Personas mirando el cielo

Por Olivia Teroba

Ella se reía porque no sabíamos cómo encender el fuego. Reía por todo y a veces nos incomodaba; después comprendí que era un tic, un gesto, le salía igual que el tono de la voz o el movimiento de las manos al hablar. A los hombres del grupo nos hacía sentir incómodos porque se supone que debíamos saber cómo hacer esas cosas, es decir prender fuego; al final su risa disolvía los prejuicios mientras nos indicaba que pusiéramos dentro del agujero en la arena las ramas más pequeñas abajo y encima las más grandes, al centro un pedazo de cera de la vela que guardábamos en el equipaje.
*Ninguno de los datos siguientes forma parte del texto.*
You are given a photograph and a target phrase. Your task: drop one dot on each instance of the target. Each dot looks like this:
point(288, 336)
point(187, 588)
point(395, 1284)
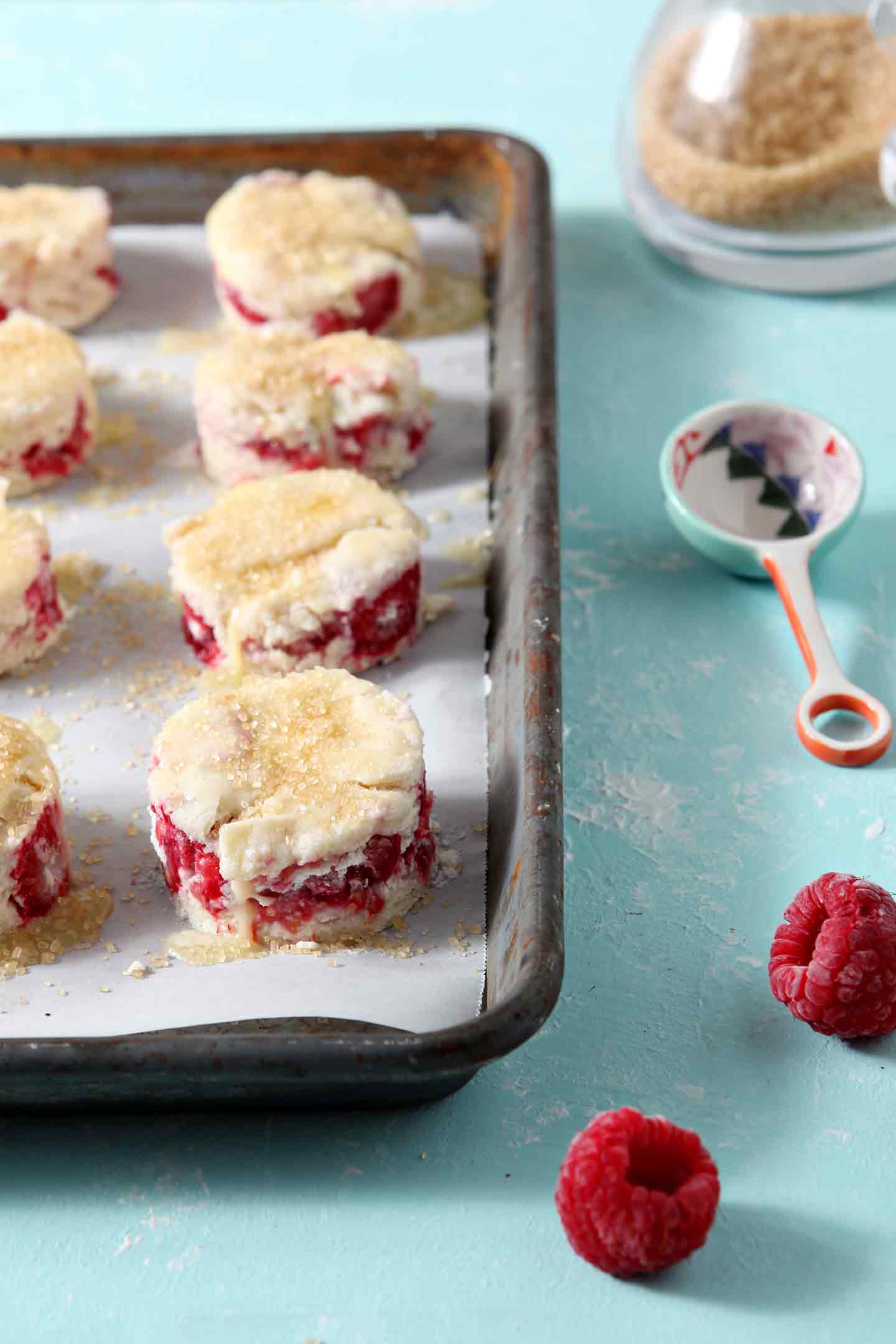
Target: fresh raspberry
point(833, 960)
point(636, 1193)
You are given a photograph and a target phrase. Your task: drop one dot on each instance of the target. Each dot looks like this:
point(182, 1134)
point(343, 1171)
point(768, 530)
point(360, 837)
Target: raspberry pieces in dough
point(277, 404)
point(31, 614)
point(284, 574)
point(55, 257)
point(293, 808)
point(47, 405)
point(324, 253)
point(34, 850)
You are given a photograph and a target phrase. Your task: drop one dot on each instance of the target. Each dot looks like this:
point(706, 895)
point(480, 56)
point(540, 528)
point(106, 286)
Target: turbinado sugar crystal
point(775, 121)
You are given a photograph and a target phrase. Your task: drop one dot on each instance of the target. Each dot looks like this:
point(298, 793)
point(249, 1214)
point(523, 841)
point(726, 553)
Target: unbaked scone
point(31, 614)
point(35, 866)
point(55, 257)
point(47, 405)
point(307, 570)
point(324, 253)
point(293, 808)
point(280, 404)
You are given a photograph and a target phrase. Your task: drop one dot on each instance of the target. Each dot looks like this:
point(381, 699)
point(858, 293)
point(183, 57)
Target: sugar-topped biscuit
point(320, 252)
point(291, 808)
point(55, 257)
point(34, 849)
point(280, 404)
point(47, 405)
point(307, 570)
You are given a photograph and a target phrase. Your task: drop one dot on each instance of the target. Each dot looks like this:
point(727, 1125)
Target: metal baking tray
point(502, 186)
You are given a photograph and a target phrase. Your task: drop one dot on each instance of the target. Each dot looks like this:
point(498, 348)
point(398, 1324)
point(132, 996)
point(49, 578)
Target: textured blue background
point(692, 811)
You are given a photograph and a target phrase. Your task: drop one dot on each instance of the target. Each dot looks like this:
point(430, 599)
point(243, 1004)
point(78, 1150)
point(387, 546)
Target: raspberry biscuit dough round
point(278, 404)
point(47, 405)
point(308, 570)
point(31, 612)
point(293, 808)
point(55, 257)
point(34, 849)
point(323, 253)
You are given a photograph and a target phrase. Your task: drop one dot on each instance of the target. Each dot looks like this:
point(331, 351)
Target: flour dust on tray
point(289, 810)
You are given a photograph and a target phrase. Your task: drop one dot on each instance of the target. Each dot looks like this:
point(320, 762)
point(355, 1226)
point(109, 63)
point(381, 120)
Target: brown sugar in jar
point(773, 121)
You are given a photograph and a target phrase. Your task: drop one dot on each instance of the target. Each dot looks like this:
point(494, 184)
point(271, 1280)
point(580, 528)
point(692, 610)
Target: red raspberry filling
point(40, 872)
point(375, 628)
point(237, 301)
point(109, 274)
point(300, 457)
point(833, 960)
point(60, 460)
point(293, 902)
point(355, 444)
point(379, 303)
point(42, 600)
point(636, 1194)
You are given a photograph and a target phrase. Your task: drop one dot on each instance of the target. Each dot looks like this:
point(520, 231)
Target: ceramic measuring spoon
point(762, 487)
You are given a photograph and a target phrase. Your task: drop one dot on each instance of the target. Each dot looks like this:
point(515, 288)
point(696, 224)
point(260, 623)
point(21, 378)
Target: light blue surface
point(694, 812)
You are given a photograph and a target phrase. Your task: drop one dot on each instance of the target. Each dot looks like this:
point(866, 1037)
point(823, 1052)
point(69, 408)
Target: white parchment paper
point(124, 667)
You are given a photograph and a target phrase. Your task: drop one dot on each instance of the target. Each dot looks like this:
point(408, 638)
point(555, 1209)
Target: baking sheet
point(124, 667)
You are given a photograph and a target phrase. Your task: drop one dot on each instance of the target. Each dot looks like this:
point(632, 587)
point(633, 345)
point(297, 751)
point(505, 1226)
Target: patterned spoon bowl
point(762, 487)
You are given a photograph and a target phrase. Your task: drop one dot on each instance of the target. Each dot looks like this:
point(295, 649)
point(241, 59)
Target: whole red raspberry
point(833, 960)
point(636, 1193)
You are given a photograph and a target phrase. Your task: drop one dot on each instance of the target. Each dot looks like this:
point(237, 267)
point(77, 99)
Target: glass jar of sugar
point(754, 147)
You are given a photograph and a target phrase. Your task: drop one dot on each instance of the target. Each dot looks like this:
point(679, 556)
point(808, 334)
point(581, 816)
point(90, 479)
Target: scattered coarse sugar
point(437, 605)
point(452, 303)
point(184, 340)
point(474, 551)
point(47, 730)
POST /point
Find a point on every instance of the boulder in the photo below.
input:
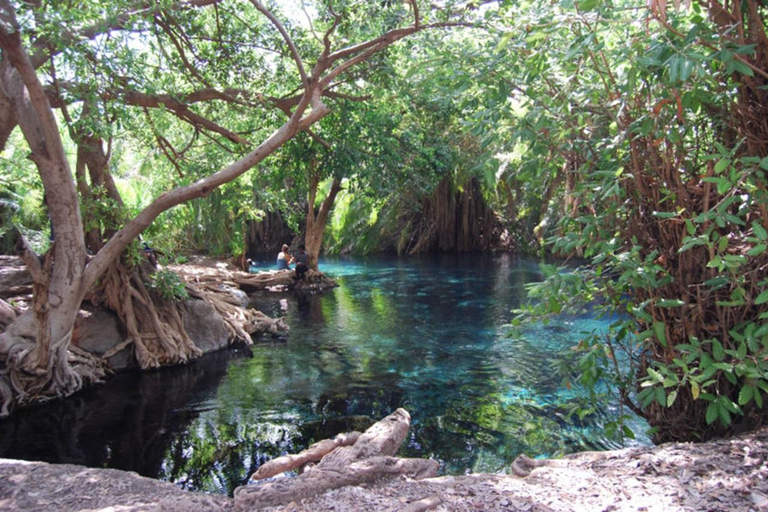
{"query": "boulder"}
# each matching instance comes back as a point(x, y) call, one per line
point(205, 326)
point(99, 331)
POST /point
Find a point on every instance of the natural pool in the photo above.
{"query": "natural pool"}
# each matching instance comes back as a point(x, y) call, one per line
point(427, 334)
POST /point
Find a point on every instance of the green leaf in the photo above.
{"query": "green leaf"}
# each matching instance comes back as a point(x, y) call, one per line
point(660, 330)
point(746, 394)
point(717, 350)
point(695, 390)
point(720, 166)
point(713, 410)
point(670, 303)
point(589, 5)
point(655, 375)
point(671, 398)
point(759, 230)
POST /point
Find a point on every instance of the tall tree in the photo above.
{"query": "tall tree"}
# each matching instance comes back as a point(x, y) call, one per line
point(35, 351)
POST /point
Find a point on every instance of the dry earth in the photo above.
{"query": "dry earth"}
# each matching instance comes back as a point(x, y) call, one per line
point(726, 475)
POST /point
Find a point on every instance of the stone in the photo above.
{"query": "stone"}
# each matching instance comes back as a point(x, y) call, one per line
point(99, 331)
point(205, 326)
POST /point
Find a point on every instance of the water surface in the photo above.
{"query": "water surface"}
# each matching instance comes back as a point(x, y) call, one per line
point(427, 334)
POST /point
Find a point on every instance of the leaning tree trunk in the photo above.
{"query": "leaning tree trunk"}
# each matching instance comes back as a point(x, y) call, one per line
point(316, 221)
point(43, 370)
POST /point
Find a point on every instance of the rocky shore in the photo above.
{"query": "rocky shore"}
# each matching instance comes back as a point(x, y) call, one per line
point(724, 475)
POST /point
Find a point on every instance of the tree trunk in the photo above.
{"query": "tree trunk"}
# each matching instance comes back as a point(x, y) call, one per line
point(316, 221)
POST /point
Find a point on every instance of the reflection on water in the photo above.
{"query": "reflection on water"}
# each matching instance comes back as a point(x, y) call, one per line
point(426, 334)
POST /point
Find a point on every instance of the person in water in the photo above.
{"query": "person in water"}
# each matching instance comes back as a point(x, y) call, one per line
point(283, 258)
point(300, 258)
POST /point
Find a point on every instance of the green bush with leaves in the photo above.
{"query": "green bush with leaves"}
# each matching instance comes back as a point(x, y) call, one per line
point(665, 197)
Yo puse la vela entera por error y cuando lo dije en voz alta todes rieron, como si estuvieran esperando un pretexto para unirse a aquella risa. Con un movimiento de sus manos la vela se incendió y consumió la madera cercana, colocamos entonces leños grandes que vencieron a las llamas; tuvimos que empezar de nuevo. El error fue un poco por la euforia de estar en ese momento y haber escapado de todo; fue también nuestro deseo de verla realizar ese delicado procedimiento otra vez.

Afuera de esta playa se ha terminado el mundo, pero no sé con precisión cómo pasó. Quizá estalló una guerra o se acabaron los recursos o la abulia nos venció o un día la realidad se nos disolvió entre las manos como el sueño que fue siempre.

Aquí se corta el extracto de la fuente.